This morning I went to lay down a very straightforward thesis: pastors should never learn to translate! Quite simply learning the languages for the purpose of translation is counterproductive. There are many great, clear, and sufficient translations of Scripture. Those who simply learn Greek only for the purpose of providing another translation among many are Wasting Their Time! Why then should prospective ministers subject themselves to the task of learning Hebrew, Greek, and Aramaic? The reason is because it helps in the task of understanding the text. Reading the Bible in the original languages provides a first-hand glimpse at the human words of revelation that God has chosen to use to communicate to these people. Anyone who is able to read these texts in the original languages is able to analyze them without the interference of any secondary interpreter. In other words, reading in the original languages provides an overall understanding and comprehension of the text in a way that is fresh and personal. You see, the pastor is concerned about how he is going to communicate God's word to God's people and is not primarily concerned about the further establishment and the publication of new translations of the Bible. A translation is a conclusion of a scholar/pastors understanding of a text. In other words, the purpose of a translation is to demonstrate how one understands the meaning of the text.

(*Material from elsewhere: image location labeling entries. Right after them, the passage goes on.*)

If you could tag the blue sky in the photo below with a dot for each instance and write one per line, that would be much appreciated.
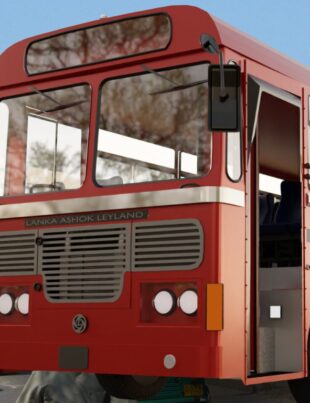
(282, 24)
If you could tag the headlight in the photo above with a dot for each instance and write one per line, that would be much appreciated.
(164, 302)
(6, 304)
(22, 304)
(188, 302)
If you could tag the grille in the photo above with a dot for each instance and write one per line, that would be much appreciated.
(18, 253)
(85, 264)
(167, 245)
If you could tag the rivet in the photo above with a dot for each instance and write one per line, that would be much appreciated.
(170, 361)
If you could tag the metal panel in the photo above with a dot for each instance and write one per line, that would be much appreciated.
(18, 252)
(167, 245)
(85, 263)
(170, 197)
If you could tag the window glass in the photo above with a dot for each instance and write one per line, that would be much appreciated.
(101, 43)
(270, 184)
(154, 127)
(234, 155)
(43, 138)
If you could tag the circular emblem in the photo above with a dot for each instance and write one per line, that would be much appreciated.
(79, 323)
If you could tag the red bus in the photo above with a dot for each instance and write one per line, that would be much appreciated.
(154, 203)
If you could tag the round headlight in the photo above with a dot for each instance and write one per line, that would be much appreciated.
(6, 304)
(164, 302)
(22, 304)
(188, 302)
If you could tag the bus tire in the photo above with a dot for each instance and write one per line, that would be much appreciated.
(300, 388)
(131, 387)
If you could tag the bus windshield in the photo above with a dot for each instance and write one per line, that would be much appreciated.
(148, 133)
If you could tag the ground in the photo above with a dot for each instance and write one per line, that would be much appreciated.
(221, 391)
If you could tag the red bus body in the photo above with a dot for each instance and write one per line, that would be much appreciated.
(127, 336)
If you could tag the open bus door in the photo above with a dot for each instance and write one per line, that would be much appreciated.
(300, 388)
(274, 233)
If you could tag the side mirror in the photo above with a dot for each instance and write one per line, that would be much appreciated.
(224, 112)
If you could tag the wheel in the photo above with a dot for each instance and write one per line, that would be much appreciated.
(300, 388)
(131, 387)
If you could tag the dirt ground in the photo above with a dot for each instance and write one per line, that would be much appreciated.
(221, 391)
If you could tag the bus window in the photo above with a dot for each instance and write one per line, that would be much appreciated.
(47, 139)
(233, 159)
(147, 134)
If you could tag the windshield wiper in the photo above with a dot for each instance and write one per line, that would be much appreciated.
(149, 70)
(59, 106)
(179, 87)
(176, 86)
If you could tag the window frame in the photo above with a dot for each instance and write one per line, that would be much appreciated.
(48, 90)
(174, 180)
(99, 61)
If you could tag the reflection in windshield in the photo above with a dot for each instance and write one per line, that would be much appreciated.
(145, 137)
(46, 143)
(104, 42)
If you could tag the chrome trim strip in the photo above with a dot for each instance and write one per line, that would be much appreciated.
(171, 197)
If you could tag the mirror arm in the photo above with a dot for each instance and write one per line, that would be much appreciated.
(209, 44)
(223, 93)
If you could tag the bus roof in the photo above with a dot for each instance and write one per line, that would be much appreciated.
(12, 61)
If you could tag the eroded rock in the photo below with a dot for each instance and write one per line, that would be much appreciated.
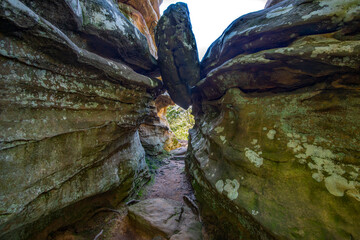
(178, 56)
(155, 133)
(279, 26)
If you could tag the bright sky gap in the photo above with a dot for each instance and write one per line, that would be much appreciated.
(211, 17)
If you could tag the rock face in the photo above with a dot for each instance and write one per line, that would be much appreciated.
(271, 3)
(100, 27)
(70, 110)
(155, 133)
(178, 56)
(145, 16)
(274, 152)
(278, 27)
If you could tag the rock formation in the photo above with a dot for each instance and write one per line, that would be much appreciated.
(155, 133)
(271, 3)
(145, 16)
(274, 152)
(70, 111)
(166, 219)
(178, 56)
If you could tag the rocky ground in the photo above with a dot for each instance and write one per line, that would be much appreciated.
(164, 209)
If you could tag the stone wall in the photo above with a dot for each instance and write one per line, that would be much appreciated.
(71, 106)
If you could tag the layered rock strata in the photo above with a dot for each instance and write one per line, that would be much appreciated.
(70, 111)
(274, 152)
(155, 133)
(178, 56)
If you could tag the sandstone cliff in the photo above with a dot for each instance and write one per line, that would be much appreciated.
(72, 100)
(275, 150)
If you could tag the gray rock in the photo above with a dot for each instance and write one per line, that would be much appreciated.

Does this mean that we should not learn how to translate? Absolutely not! The purpose of translating is not just pushing out a final product. That is just one kind of translation. There actually to other kinds of translating that one should be aware of. The first kind is "whole glimpse" translation. This is the first translation that one will make of the text to the best of his ability. In other words, the translator is not concerned about pushing out finally polished and scholastic prose, rather he is merely concerned to try to get a sense for the whole. This task asks the question: what is this entire text about – what does it basically say? The second kind of translation is what I call "dirty" translation – this is the task of simply making sure that you have translated the whole text and included all of the parts in your translation, even if they don't make sense. Your task is to find everything that which is initially untranslatable. In this task you are looking for all of the points of ambiguity, which you will need to spend more time on in order to understand clearly. These two tasks ideally won't take you that much time – depending on your level of competency. Even if you aren't extremely competent, the point here is not to spend a lot of time on the text! The final translation is your final product – this will take more time to produce. This is the translation that is produced out of all the work that you put into understanding the nuance of every word and the significance of every grammatical piece.
I would conjecture that many students of the languages get to quickly frustrated with themselves when they discover they are unable to push out a highly polished translation in a single act of translation. The problem here is a misunderstanding of the purposes of translating a text and the purpose of understanding the text in the original languages. If one can keep in mind of the larger goal of understanding the text, then one can become comfortable with the rough and dirty translations that must be produced in order to attain a higher goal. Otherwise you'll be wasting your time.